Monday, June 29, 2015

#Microblog Mondays 44


  • Although it has no direct effect on me whatsoever, I was happy to hear about the Supreme Court's ruling on the issue of same-sex last Friday.  (I summed up my feelings on same-sex marriage in this post from October 2008 on my old, pre-infertility blog.)
  • Despite having plenty to do at work, I am feeling decidedly unmotivated today.  I thought a Star$$ caffe mocha would help: nope.
  • Highlights of my weekend: got a massage Friday night and had brunch with my BFF on Sunday.
  • Low points of the weekend: boys were being contrary most of Saturday.  Ugh.
  • It's a four-day week this week!  Yea!  But that means I'd better get to work.

Monday, June 8, 2015

Microblog Mondays #41

Am I the only one who still has moments where she doesn't feel like a real grown-up?

Or maybe it isn't so much that I don't feel like an adult as it is that I don't want to be an adult sometimes?  I don't know.

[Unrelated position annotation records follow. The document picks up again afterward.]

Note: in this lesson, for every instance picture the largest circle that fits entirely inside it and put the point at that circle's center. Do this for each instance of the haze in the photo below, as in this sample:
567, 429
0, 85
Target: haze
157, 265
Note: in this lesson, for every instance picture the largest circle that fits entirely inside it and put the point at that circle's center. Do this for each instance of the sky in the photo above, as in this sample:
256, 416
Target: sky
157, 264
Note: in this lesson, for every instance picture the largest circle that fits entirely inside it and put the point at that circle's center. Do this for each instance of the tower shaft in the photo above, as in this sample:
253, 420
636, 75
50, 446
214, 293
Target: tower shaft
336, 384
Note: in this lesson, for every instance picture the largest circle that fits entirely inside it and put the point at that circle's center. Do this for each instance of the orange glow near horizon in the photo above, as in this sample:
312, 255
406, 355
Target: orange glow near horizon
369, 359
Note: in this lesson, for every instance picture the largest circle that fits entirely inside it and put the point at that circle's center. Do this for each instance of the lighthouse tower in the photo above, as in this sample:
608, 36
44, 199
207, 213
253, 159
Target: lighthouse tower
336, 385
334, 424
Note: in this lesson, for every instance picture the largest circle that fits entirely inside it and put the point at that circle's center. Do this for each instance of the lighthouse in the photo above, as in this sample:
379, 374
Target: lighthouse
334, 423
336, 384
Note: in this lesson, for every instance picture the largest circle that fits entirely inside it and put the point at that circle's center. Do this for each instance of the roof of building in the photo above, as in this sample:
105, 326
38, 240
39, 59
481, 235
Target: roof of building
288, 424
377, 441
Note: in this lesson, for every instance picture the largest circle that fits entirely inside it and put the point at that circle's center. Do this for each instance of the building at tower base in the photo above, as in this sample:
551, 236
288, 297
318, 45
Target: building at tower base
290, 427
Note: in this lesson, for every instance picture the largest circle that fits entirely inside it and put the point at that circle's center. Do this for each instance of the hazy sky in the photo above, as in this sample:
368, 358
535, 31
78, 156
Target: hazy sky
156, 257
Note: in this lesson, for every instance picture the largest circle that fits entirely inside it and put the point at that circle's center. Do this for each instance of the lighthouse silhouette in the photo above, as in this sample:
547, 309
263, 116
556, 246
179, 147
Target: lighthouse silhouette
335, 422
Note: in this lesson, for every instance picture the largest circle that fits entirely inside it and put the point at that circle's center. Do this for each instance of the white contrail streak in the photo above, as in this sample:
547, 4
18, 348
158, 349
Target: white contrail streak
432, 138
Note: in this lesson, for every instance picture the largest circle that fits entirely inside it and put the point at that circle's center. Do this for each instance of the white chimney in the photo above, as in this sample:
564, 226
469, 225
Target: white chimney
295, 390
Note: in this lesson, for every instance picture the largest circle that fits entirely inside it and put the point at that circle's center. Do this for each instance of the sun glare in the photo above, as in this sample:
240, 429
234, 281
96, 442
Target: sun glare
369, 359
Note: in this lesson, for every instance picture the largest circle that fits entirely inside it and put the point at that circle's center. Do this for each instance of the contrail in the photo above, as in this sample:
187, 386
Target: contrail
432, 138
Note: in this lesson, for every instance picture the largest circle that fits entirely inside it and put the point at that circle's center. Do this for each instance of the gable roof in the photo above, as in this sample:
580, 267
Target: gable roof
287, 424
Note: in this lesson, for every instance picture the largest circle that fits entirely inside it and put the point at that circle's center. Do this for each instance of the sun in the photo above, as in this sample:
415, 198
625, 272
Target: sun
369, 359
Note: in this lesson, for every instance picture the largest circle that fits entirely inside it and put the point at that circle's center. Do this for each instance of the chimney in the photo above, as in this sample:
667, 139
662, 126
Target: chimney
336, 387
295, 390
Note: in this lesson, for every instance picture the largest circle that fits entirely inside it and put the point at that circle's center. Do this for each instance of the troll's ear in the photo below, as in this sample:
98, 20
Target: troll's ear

I have been feeling mildly discontented at work for the past month or so.  There are things I like about my career field, and my specific job is pretty good insofar as my boss appreciates me and treats me like an intelligent human being with unique skills and attributes (this is rarer than one might think in my area of practice).

But on the other hand, there are things about my current sphere of practice that are very wearing; my stress levels are constantly at a level that I feel cannot be healthy; despite my best efforts not to, I spend too many hours working and thinking about work every week; and I just don't see myself doing this for the next 20+ years until retirement.

What does it say about me that I am on my second full-fledged professional career and dissatisfied?  I'd like to think that, like the line from the Baz Luhrmann song Everybody Is Free to Wear Sunscreen from the late 1990s, it means I'm an interesting person (remember the lyric "Don't feel guilty if you don't know what you want to do with your life. The most interesting people I know didn't know at 22 what they wanted to do with their lives. Some of the most interesting 40-year-olds I know still don't"?).

But I fear that it actually means something else. . . like I am destined to be perpetually discontent professionally no matter what I do.

I have no idea what the solution to this dilemma is, and I'm too busy today to ponder it further.